Quando soubemos que havia gravado Meu Sertão de Jequié, composta por Klecius Caldas e Armando Cavalcanti, mandamos buscar o disco no Rio de Janeiro. Quando ouvimos essa maviosa canção pela primeira vez, marcamos a data de nosso casamento, e decidimos que essa seria a música nupcial. Logo depois, soubemos que a esplendorosa diva tinha espetáculo marcado no Cine Teatro Jequié. Eu exultei. Durval, também. Ilustração: Pedro Saci Fui à modista encomendar vestido novo. Queria ficar um estouro naquela noite. Mas a data do espetáculo se aproximava e Durval ficava arisco, estranho. Então ele me disse ‘Bi, vou a Salvador a trabalho e não poderei assistir Dalva’. Fiz o maior bafafá. Falei ‘sem você não vou!’.  Ele disse ‘fique em casa quietinha, ouvindo os discos de nossa musa’, e saiu.

Chorei e dormi abraçada ao vestido novo. Mas amanhã foi outro dia. Resolvi que iria sozinha. Caprichei no ‘it’. Vestido justo, abaixo do joelho, com manga cavada de tafetá azul-turquesa com decote em V. Chapéu de aba flexível, luvas de pelica na altura dos cotovelos, sapatos salto oito – tudo na cor branca. Era mignon, elegante, linda e rica – eu parecia a Audrey Hepburn!
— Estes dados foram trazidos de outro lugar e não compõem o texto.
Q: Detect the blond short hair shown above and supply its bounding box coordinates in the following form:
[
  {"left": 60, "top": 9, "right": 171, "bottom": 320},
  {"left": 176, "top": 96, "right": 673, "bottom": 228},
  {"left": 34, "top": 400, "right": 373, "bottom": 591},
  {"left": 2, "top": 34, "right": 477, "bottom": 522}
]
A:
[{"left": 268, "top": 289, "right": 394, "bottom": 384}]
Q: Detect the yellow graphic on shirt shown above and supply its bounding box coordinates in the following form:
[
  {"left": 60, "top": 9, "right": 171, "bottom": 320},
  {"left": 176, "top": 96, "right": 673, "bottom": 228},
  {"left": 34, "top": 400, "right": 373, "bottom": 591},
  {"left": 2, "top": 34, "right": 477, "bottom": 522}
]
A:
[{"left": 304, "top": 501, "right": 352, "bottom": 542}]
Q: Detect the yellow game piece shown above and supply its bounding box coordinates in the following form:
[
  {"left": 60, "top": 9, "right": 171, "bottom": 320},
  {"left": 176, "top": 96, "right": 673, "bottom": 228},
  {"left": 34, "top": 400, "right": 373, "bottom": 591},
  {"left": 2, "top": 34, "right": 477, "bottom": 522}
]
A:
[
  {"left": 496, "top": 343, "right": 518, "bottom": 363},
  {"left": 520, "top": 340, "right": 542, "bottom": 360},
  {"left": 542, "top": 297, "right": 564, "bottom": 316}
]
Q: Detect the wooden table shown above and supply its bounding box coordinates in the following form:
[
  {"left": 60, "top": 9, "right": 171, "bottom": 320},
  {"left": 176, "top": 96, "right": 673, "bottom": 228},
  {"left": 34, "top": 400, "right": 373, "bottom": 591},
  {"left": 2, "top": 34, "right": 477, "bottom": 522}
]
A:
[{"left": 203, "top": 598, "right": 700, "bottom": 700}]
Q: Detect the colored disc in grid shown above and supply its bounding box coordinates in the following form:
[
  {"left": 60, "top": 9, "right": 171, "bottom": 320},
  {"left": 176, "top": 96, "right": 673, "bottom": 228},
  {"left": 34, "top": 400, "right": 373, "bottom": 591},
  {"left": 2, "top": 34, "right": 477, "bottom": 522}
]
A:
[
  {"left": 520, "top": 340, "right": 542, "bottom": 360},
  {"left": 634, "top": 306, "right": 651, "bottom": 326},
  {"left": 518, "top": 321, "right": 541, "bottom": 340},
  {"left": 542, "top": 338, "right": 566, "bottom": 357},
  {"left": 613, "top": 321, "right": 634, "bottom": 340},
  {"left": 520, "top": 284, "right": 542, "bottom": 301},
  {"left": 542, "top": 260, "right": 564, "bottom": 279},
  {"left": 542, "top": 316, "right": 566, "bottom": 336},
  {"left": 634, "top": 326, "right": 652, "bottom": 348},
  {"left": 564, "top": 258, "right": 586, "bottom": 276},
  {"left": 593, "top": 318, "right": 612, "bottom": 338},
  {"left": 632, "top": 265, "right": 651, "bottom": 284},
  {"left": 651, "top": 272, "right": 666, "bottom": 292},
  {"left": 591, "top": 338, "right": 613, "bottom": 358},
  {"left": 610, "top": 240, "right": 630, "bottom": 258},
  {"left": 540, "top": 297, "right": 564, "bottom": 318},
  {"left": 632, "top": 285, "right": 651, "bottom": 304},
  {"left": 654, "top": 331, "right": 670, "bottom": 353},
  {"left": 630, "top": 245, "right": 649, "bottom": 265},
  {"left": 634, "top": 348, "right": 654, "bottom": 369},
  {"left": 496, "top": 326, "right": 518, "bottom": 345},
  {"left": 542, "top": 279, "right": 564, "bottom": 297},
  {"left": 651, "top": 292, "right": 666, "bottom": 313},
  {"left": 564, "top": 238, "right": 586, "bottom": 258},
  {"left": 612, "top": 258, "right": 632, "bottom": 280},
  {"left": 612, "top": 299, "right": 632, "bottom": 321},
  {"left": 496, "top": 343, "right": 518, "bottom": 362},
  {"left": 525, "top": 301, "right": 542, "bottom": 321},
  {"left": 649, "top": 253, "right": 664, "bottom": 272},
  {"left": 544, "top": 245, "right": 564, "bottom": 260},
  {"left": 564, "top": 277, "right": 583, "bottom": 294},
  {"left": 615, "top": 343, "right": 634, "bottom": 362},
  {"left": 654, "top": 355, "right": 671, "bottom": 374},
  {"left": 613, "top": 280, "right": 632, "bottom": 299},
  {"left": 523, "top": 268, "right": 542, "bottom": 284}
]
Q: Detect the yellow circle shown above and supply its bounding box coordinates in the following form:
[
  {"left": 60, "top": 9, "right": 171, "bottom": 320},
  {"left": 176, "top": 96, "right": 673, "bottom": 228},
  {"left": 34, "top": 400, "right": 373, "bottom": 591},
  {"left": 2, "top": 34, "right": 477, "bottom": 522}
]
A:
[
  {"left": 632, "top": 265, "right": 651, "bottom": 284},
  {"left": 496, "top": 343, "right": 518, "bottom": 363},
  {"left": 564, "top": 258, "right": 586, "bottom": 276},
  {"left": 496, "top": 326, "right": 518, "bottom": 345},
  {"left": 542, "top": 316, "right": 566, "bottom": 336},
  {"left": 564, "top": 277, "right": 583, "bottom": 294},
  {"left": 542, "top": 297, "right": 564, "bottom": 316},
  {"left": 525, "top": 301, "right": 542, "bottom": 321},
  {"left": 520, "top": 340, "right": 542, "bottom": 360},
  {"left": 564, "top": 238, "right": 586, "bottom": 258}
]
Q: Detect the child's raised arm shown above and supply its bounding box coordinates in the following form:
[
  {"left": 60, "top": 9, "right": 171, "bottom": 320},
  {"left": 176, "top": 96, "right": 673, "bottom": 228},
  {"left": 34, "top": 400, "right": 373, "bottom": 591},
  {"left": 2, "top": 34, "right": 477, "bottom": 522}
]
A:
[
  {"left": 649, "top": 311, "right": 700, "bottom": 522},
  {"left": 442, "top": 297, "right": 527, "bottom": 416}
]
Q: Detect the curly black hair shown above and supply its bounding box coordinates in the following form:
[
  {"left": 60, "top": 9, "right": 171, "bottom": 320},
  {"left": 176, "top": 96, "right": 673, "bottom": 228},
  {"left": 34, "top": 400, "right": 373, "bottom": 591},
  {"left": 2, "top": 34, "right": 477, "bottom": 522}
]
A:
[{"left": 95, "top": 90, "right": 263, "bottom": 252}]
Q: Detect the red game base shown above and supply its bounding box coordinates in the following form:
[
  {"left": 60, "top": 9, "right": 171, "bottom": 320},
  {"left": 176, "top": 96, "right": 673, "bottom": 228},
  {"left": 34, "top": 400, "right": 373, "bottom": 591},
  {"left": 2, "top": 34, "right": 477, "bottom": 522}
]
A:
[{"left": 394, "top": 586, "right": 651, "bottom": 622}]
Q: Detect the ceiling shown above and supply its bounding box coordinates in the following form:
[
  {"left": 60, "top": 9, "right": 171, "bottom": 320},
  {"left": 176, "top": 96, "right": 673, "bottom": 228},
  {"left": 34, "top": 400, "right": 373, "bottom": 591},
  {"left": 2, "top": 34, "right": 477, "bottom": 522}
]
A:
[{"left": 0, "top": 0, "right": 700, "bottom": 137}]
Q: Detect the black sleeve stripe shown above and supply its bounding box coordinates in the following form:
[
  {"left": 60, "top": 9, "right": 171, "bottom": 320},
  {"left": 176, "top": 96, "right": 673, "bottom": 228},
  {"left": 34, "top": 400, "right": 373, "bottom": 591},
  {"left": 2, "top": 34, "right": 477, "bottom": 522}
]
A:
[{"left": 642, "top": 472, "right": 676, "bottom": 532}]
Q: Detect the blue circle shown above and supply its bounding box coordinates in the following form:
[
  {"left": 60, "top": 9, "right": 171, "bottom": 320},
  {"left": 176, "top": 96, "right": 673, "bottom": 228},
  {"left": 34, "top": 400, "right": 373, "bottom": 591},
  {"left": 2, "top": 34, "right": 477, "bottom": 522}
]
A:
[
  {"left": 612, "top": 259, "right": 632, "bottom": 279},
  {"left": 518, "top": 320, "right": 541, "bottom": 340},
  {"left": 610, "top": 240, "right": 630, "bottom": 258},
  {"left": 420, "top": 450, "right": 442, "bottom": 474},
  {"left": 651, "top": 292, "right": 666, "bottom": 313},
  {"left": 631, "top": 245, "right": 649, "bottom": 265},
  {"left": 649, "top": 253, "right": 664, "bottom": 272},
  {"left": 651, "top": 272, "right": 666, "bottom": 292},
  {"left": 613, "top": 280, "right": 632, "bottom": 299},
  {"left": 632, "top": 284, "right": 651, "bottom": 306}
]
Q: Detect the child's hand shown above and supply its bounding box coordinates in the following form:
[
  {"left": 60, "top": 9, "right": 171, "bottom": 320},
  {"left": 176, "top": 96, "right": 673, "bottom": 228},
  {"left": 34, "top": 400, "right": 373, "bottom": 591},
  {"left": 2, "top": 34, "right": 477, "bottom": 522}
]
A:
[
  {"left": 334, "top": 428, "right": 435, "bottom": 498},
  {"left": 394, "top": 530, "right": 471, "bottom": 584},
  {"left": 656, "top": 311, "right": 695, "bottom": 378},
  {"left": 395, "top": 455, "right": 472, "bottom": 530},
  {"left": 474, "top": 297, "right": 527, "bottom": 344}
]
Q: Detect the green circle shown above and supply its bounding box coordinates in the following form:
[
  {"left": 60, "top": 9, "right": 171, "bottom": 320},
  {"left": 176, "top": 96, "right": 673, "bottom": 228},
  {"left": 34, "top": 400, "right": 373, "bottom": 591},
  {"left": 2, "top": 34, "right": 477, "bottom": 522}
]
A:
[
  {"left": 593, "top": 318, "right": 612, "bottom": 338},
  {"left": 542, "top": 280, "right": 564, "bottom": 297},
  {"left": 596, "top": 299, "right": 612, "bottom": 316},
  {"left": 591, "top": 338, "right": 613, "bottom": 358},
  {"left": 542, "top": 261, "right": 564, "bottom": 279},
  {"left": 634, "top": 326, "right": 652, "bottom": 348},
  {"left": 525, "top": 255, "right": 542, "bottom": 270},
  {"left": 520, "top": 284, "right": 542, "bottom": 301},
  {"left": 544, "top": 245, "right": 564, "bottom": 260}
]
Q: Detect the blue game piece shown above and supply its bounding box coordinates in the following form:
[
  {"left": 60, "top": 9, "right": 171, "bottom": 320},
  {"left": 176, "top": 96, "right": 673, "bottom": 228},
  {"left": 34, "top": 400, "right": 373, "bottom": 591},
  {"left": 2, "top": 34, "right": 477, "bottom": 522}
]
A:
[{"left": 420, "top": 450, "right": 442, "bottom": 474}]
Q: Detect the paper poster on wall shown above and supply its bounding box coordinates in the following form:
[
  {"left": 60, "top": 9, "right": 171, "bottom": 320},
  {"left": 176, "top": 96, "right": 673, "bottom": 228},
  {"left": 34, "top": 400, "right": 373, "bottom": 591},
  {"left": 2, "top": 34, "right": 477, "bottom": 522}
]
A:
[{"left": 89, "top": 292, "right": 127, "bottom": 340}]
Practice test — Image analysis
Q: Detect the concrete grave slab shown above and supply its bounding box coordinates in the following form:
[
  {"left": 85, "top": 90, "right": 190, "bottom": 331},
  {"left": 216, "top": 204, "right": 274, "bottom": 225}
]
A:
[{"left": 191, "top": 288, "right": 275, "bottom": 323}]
Quando adentrei o Cine Teatro Jequié, todos os olhares se voltaram para mim. Estava de fechar o comércio. Sentei em cadeira localizada no meio do cinema, cercada dos esnobes locais. Enquanto fumava cigarro com piteira, reparava nos modelos das mulheres e no rosto dos homens.

De repente, o tiro no coração. Avistei Durval. Enroscava-se no pescoço de Ritinha, prima carnal, sangue do meu sangue. Saí do teatro, aos prantos. Em casa, destruí todo o relicário dedicado a Dalva de Oliveira que juntamos durante anos.

Dois meses depois, o pérfido traidor se casou com Ritinha na Igreja Matriz de Santo Antônio. Então peguei ojeriza a Dalva de Oliveira. Se a Rádio Tupi tocava Dalva, eu desligava. Se aparecia em capa de revista eu comprava dois ou três exemplares e os rasgava em pedacinhos.

Dalva de Oliveira virou o bode expiatório da minha infelicidade. Cheguei ao cúmulo de comemorar a morte dela com champanhe francês!

Ora perto de morrer provecta, pobre e seca – nenhum homem me tocou depois de Durval –, quero por intermédio de sua coluna dominical implorar perdão à alma imortal de Dalva. 

Peço-lhe desculpas, dileto cronista, pela intrusão, e conto com sua compaixão.

Com carinho, Abigail F.’z[Carta manuscrita envelopada deixada ao pé da escada do pequeno prédio onde moro há duas semanas].